After treatment with Adefovir dipivoxil for 12 months, HBV specific CTL (0.68% +/- 0.11%) was higher than that before treatment (0.33% +/- 0.11%), t = 8.36 P < 0.001, HBV DNA (3.01 +/- 0.2) log10 copy/ml was lower than that before treatment (6.27 +/- 0.70) log10 copy/ml, t = 12.63 P < 0.001, HBV DNA turned negative (< 500 copy/ml) 43 cases (61.43%), in 45 cases with positive HBeAg, HBeAg turned negative in 13 cases (28.89%), 8 cases had HBeAg seroconversion (17.78%), HBV specific CTL (0.86% +/- 0.05%) of patients with HBeAg seroconversion is higher than (0.61% +/- 0.07%) of patients without HBeAg seroconversion (37 cases, 82.22%) t = 7.88, P < 0.001. In 8 cases with HBeAg seroconversion, 7 cases had genotype B (30.43% of genotype B), 1 cases had genotype C (4.55% of genotype C), chi2 = 5.15, P < 0.05.
Adefovir dipivoxil can enhance HBV specific cellular immunity of CHB patients. After treatment, occurrence of HBeAg seroconversion is related to increase of HBV specific CTL level and may be related to genotypes.
探讨阿德福韦酯治疗慢性乙型肝炎(CHB)患者时HBeAg血清学转换与HBV基因型及HBV特异性CTL之间的关系。
70例CHB患者HBV DNA阳性(HBV DNA≥1×10⁴拷贝/ml),45例HBeAg阳性,其中23例(51.11%)为B基因型,22例(48.89%)为C基因型。ALT>2倍正常上限值(ULN),人类白细胞抗原(HLA)-A(n)阳性,患者接受阿德福韦酯(商品名明正,正大天晴药业公司)治疗,10mg,口服,每日1次。治疗12个月后,观察HBeAg血清学转换与HBV基因型及HBV特异性CTL之间的关系。
阿德福韦酯治疗12个月后,HBV特异性CTL(0.68%±0.11%)高于治疗前(0.33%±0.11%),t = 8.36,P<0.001;HBV DNA(3.01±0.2)log₁₀拷贝/ml低于治疗前(6.27±0.70)log₁₀拷贝/ml,t = 12.63,P<0.001;43例(61.43%)HBV DNA转阴(<500拷贝/ml)。45例HBeAg阳性患者中,13例(28.89%)HBeAg转阴,8例(17.78%)发生HBeAg血清学转换。

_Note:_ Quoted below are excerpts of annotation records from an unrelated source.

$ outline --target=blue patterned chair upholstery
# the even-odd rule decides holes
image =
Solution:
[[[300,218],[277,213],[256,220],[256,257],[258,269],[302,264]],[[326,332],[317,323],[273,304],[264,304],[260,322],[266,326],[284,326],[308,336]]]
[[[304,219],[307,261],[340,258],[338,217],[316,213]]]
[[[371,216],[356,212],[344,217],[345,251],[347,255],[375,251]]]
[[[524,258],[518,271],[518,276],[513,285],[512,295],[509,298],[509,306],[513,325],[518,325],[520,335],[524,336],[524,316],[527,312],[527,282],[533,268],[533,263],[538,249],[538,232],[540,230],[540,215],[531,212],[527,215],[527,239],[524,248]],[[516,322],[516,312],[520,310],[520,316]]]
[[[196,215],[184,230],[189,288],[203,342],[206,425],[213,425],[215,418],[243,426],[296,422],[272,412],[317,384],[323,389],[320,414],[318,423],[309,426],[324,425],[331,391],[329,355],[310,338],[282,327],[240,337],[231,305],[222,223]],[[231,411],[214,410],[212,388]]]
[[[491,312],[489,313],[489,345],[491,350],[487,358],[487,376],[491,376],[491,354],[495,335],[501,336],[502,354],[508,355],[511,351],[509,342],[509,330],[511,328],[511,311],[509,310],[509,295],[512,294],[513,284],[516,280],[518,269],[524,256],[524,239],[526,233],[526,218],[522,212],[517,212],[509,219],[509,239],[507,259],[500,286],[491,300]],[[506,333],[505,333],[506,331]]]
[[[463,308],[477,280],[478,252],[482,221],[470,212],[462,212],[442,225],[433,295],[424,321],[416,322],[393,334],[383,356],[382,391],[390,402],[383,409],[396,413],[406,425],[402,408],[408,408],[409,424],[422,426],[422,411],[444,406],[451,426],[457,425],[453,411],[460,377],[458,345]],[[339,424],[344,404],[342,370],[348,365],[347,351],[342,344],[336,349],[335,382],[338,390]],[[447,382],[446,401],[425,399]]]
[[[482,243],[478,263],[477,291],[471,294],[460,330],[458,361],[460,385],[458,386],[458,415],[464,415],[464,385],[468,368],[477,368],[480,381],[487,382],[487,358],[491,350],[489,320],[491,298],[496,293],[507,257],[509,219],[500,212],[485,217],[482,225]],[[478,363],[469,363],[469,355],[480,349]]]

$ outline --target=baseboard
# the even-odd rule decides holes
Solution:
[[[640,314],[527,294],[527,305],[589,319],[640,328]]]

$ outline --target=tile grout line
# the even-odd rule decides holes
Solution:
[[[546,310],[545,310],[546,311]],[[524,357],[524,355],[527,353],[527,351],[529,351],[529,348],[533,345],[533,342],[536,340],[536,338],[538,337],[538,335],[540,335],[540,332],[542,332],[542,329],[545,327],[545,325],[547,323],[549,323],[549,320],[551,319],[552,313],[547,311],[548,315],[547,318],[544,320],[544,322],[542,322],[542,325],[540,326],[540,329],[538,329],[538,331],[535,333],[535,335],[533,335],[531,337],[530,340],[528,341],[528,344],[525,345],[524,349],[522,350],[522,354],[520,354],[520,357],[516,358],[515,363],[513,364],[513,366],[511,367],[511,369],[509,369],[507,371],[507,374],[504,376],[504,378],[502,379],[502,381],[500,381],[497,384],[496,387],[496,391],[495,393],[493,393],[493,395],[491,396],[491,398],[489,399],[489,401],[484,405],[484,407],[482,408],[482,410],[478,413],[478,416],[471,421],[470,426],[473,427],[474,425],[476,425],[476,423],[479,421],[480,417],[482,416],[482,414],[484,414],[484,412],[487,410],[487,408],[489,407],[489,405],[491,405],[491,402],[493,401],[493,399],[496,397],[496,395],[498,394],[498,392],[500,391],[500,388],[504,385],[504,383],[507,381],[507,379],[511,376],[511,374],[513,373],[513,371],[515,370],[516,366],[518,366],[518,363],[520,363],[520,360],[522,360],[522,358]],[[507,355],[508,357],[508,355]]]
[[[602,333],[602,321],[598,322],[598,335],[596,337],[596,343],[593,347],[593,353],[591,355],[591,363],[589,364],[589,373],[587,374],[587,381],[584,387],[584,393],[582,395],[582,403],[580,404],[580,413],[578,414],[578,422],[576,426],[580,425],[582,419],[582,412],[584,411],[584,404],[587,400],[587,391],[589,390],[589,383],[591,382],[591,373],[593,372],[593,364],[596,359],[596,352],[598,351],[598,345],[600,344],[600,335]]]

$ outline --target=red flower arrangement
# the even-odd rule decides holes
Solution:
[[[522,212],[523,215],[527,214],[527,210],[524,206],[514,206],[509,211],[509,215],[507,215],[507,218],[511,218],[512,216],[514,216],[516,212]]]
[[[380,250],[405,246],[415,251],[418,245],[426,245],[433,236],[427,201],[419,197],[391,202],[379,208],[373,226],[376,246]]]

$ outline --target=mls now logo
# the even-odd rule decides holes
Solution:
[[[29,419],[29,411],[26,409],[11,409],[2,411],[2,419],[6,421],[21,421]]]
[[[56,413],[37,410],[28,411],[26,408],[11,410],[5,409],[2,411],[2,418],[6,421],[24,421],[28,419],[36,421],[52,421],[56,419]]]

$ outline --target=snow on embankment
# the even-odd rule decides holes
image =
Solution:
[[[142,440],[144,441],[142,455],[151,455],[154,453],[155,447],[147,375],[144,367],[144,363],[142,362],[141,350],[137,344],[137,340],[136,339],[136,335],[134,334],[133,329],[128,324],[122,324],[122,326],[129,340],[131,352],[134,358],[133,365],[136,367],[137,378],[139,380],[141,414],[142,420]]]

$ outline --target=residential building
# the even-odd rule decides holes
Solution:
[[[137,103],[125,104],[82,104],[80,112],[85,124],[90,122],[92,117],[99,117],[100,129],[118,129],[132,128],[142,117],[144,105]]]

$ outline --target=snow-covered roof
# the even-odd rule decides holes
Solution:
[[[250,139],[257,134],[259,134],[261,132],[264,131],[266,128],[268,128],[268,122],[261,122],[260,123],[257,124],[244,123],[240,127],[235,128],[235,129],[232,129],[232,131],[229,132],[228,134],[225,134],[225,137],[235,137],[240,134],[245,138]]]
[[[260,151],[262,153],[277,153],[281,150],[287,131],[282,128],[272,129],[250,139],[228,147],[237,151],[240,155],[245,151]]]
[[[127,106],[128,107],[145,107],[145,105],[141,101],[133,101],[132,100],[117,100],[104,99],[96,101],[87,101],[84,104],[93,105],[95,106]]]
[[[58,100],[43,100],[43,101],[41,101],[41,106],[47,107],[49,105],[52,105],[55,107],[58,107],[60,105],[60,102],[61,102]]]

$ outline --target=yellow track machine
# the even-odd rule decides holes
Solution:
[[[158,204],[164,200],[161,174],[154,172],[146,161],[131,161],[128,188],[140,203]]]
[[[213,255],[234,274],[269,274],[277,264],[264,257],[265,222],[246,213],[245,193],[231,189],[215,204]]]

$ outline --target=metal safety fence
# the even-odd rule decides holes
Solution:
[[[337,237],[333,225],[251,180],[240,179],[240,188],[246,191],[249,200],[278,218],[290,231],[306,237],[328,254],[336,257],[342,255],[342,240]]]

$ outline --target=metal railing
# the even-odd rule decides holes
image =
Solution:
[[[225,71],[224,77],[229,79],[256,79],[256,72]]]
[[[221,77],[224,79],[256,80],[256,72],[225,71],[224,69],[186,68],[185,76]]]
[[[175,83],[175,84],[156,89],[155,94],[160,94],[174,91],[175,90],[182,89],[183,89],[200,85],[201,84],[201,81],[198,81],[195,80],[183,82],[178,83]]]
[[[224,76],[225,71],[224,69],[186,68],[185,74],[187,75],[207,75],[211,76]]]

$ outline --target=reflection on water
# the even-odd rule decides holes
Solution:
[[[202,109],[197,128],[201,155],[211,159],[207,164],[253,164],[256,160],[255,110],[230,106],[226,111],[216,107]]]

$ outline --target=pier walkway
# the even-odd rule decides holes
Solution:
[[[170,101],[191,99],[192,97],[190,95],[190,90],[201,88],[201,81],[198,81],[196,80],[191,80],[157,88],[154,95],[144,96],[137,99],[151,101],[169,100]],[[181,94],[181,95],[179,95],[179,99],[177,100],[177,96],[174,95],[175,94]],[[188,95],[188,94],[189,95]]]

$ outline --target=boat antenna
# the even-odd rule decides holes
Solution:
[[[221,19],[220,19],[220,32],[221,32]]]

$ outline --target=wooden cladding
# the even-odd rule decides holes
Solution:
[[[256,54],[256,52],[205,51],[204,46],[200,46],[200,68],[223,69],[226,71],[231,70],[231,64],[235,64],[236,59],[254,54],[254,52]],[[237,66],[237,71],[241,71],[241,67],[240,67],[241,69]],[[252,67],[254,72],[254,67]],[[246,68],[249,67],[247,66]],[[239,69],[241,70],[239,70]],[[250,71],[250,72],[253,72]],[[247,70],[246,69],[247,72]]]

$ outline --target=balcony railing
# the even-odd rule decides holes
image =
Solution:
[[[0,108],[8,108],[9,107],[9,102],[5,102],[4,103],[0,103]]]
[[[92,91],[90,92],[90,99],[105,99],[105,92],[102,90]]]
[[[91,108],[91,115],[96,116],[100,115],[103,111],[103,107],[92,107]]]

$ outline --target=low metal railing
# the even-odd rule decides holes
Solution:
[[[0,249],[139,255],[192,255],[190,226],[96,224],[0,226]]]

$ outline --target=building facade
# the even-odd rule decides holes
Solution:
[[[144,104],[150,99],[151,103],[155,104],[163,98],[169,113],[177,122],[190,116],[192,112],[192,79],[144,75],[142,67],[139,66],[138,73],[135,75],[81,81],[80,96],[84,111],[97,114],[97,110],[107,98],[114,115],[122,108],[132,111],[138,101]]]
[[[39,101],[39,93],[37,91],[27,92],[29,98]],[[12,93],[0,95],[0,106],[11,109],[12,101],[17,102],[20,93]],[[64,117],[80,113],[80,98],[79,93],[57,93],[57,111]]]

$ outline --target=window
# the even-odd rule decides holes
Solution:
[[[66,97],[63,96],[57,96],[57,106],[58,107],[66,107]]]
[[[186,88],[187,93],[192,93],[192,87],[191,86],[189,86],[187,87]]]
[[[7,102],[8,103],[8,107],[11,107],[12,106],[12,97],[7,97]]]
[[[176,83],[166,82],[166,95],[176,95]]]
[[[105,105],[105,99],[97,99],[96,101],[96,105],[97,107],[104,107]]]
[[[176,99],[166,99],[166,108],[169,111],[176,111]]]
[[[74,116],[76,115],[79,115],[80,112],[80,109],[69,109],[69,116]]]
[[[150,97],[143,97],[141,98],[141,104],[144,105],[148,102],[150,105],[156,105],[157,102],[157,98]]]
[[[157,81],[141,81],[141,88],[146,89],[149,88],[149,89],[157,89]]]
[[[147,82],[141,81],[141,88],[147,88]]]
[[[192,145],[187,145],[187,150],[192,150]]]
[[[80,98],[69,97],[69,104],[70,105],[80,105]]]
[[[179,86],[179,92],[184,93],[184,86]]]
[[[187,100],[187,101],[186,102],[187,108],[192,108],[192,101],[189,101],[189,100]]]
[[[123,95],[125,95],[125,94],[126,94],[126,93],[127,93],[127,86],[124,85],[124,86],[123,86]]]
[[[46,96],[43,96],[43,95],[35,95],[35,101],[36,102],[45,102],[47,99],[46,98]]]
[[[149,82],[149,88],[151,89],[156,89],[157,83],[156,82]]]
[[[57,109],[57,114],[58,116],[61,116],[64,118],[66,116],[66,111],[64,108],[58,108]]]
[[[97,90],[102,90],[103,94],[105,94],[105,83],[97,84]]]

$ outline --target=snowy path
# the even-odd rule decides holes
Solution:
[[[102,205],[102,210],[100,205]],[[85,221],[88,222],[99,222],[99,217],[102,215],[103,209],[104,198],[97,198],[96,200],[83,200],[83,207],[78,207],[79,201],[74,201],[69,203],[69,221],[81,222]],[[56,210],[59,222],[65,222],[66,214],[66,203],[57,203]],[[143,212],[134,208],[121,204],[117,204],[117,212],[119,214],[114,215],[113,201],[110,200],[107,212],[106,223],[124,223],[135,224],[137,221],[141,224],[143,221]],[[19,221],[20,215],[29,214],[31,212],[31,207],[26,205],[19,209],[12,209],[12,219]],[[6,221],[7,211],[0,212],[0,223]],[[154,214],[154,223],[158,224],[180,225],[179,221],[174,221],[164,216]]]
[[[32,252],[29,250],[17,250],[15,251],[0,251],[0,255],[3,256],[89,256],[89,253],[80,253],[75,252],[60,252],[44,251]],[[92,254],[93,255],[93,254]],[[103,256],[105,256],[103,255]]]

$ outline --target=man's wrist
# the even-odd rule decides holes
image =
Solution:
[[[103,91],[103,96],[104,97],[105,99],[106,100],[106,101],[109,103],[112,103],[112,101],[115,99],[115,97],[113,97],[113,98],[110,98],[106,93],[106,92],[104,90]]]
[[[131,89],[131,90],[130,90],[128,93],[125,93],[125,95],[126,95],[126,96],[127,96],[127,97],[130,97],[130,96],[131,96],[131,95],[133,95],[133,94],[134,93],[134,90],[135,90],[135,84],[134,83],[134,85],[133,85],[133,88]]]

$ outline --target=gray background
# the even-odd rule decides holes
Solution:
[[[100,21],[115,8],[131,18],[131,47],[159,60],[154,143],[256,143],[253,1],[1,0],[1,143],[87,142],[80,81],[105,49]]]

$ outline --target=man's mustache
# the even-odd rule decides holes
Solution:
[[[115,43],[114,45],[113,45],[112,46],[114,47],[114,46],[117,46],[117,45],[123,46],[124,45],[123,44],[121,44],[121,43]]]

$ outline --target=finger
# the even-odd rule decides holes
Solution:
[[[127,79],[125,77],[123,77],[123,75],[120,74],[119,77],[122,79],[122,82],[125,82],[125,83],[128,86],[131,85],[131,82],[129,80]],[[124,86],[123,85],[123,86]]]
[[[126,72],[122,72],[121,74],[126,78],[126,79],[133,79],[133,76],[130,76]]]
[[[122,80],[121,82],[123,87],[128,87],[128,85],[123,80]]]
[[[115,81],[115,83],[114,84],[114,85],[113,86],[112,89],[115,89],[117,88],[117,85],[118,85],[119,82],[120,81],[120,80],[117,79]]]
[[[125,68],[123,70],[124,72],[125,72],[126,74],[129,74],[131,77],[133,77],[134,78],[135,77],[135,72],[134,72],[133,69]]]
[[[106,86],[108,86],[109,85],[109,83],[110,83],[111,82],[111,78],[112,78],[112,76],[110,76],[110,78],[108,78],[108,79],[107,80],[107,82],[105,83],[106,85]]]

发生HBeAg血清学转换患者的HBV特异性CTL(0.86%±0.05%)高于未发生HBeAg血清学转换患者(37例,82.22%)的(0.61%±0.07%),t = 7.88,P<0.001。8例发生HBeAg血清学转换的患者中,7例为B基因型(占B基因型的30.43%),1例为C基因型(占C基因型的4.55%),χ² = 5.15,P<0.05。
阿德福韦酯可增强CHB患者的HBV特异性细胞免疫。治疗后HBeAg血清学转换的发生与HBV特异性CTL水平升高有关,且可能与基因型有关。